FireEye sells physical appliances to businesses, which provide security services when attached to a network. The company also sells subscription and cloud-based products. Throughout its history as a publicly traded company, these have all played into the company's top line, providing a healthy mix of sales. Increasingly, though, FireEye's business is shifting away from appliances and toward subscription services.
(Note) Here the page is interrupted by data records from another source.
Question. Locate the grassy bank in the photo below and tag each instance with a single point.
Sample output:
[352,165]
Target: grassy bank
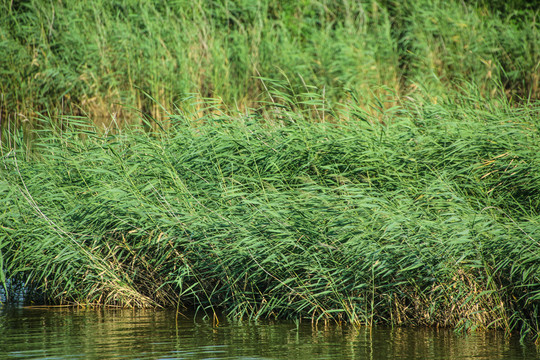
[428,219]
[365,162]
[106,60]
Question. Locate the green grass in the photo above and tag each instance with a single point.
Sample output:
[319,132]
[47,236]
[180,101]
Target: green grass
[430,219]
[363,162]
[105,59]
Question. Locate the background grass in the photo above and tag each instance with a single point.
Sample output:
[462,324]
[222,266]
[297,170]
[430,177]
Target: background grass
[104,59]
[362,162]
FireEye utilizes a metric it calls platform revenue, which is just the amount of revenue generated from appliance and subscription sales. It essentially tracks FireEye's core business, excluding revenue from more ancillary areas such as professional services and general support. Over the last two years, appliances as a percentage of total platform revenue has tumbled, from 52% in the first quarter of 2014 to 31% last quarter.

Image source: FireEye

The biggest driver of revenue growth

Demand for FireEye appliances is falling, but the growth of subscription services is more than offsetting that decline. FireEye revenue rose 34% year-over-year last quarter, growing $42.6 million. Almost all of that additional revenue came from subscriptions.

Image source: FireEye

Continuing to add new customers

FireEye's customer base also continues to grow, and the total number of new customers FireEye adds each quarter has risen steadily over the last two years. The first quarter is traditionally the weakest for FireEye in this metric, but the 261 it added last quarter was significantly more than the 194 it added in the first quarter of 2014.

Image source: FireEye

Expenses are falling

FireEye isn't profitable, and management doesn't expect the company to become profitable anytime in the near future. But the company is making strides -- expenses as a percentage of revenue has been contracting steadily. In the first quarter of 2014, FireEye spent 88% of its revenue on sales and marketing -- that fell to just 61% last quarter. R&D costs and general administrative expenses have likewise declined proportionally.

Image source: FireEye

But cash flow remains negative

Often, companies can be unprofitable, but they can still generate positive cash flow. Unfortunately, FireEye isn't one of those companies. FireEye recorded an operating cash flow loss of $23 million last quarter, which was worse than the $3 million loss recorded in the prior year quarter. Some of that loss was related to recent acquisitions, but FireEye's business cannot endure indefinitely in its present state.

Image source: FireEye

For that reason, FireEye remains a speculative stock, and the recent volatility that has plagued shareholders is likely to endure for some time. But for investors willing to tolerate it, the company's booming subscription business and growing customer base could provide some upside in the long run.